Cineuropa : Les feux de forêt ont récemment envahi les journaux d'information. Étiez-vous consciente de l'universalité du problème, ou ne pensiez-vous qu'à la situation en Galice ?
Robin Petré : Je n’aurais pas pu prédire que ce dont parle le film deviendrait d'une telle actualité. On regarde tellement en direction des États-Unis ces temps-ci : à cause des feux, à cause des élections... Dans ce sens, mon film est plus actuel que jamais, et je ne pense pas qu'il ne concerne qu'un seul endroit. Ces feux de forêt imprévisibles sont de plus en plus fréquents. Ce n’est pas un problème spécifiquement galicien ou même d’espagnol : c’est un problème mondial.
Vous montrez cependant un lieu très spécifique. Est-ce que il vous a fallu du temps pour être accepté là-bas ?
C’est vraiment un film de paysages. En tant que Dano-Suédoise, enfant, je passais mes étés en Suède. Il y a quelque chose de similaire entre ces deux paysages, même s'ils sont très éloignés l’un de l’autre en termes de distance. La Galice m'a parlé. Plus tard, des Galiciens m’ont dit qu’ils sont connus pour être assez réservés, un peu comme les Scandinaves, mais je n’ai jamais ressenti ça personnellement : je me suis toujours sentie très bien accueillie.
Là-bas, les gens sont attachés aux liens humains : ils sont attachés à leur communauté et à leurs grandes familles. Tous les étés, Pedro, notre petit aspirant cowboy, va à des rodéos avec sa famille. Quand on va là et qu'on parle aux gens, s'ils sentent que vous êtes réellement intéressé par cette tradition, ils vous présentent d'autres gens. Soudain, la porte s'est ouverte pour nous, et nous avons pu faire la connaissance de toute cette communauté.
Le style de vie que vous montrez ici est assez à la mode en ce moment : tout le phénomène Yellowstone est construit autour de ce rêve. Pourquoi pensez-vous que les gens veulent le protéger, même si c’est très difficile à faire perdurer ?
Je pense que c’est très humain que d'avoir un sentiment d’appartenance à une certaine culture, d'avoir des traditions qu'on transmet aux générations suivantes. Cette culture autour des chevaux sauvages, en Galice, est un ciment qui unit les locaux. Ils ne veulent pas la laisser disparaître. Les chevaux font partie de ce paysage depuis des siècles. Les Américains aussi continuent d'être attachés à l'idée de la frontière et à la culture des cowboys. On construit son identité à partir de son environnement. Ces chevaux, ces traditions et cette nature sont fondamentaux, pour l'âme galicienne.

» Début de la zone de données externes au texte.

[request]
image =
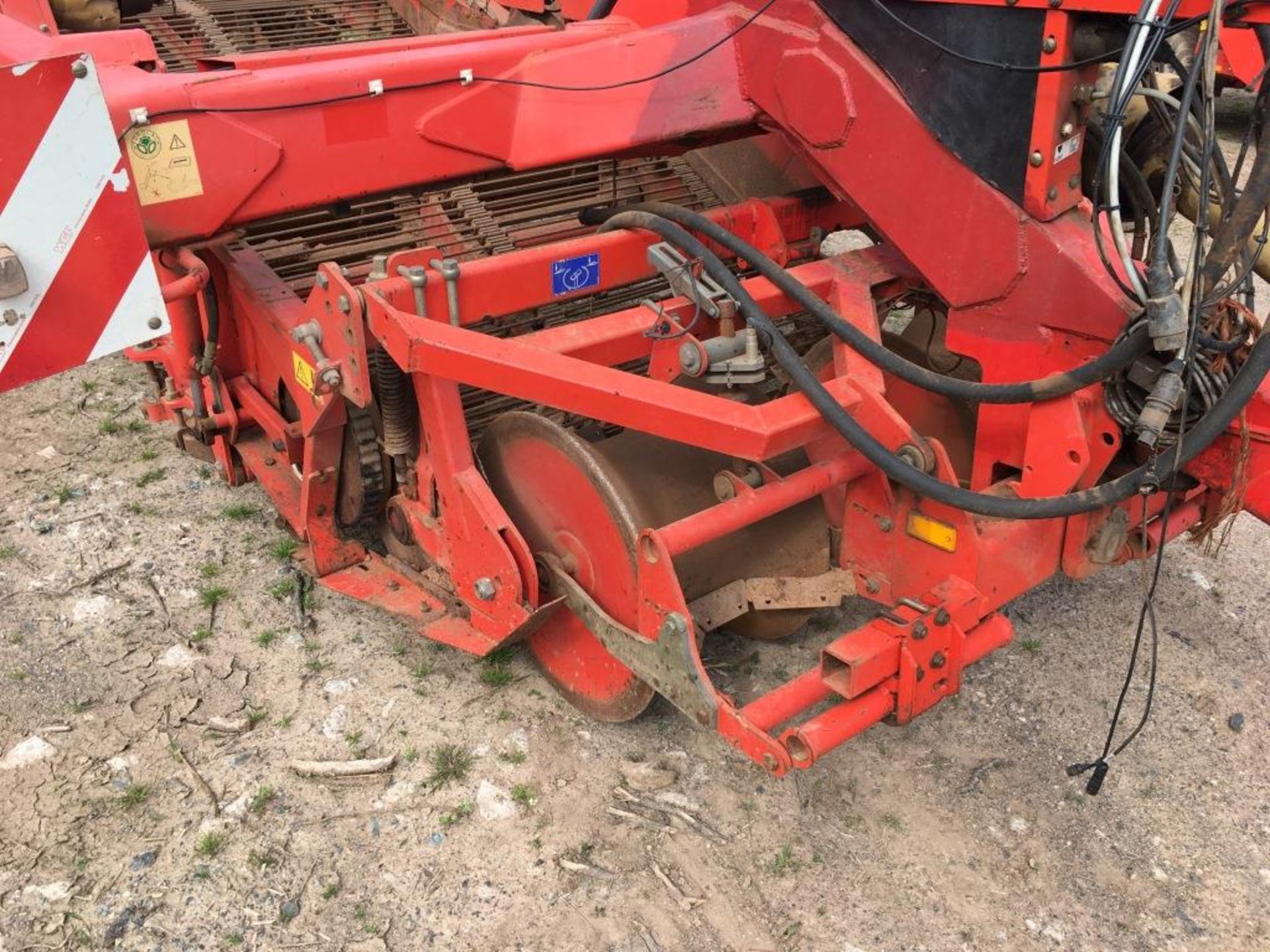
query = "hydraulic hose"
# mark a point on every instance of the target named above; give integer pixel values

Malgré les combats et les situations dangereuses, il y a ici plus de tristesse que de peur. Quand vous montrez des situations extrêmes, comment les abordez-vous ?
Nous sommes restés très près des pompiers, et bien sûr, les situations que vous voyez dans le film sont réelles. Rien n'a été mis en scène pour le film. Plus la situation est dangereuse et plus c’est intense, moins on parle. Quand un pompier ne dit rien, ça veut dire que le risque est maximal. Si quelqu’un crie pour qu'on lui passe une lance à eau, c'est que les pompiers maîtrisent la situation – même si en fait, ils ne crient jamais.
Dans les films de fiction, ce qui est montré est très différent de ce qui se passe en réalité. Dans la réalité des choses, ils deviennent très silencieux. J’adore cette contradiction. J’adore l’étrangeté du calme dans leurs voix quand ils communiquent autour d'un feu qui est en gros devenu inarrêtable, à ce stade. Et puis ensuite on a un autre point de vue : celui des villageois, des gens qui vivent là. Quand le désastre frappe et qu’on ne peut rien faire, on ne peut plus que regarder l'incendie. Certains se battent pour essayer de le contrer, d'autres le filment sur leur téléphone. Tous sont totalement stoïques.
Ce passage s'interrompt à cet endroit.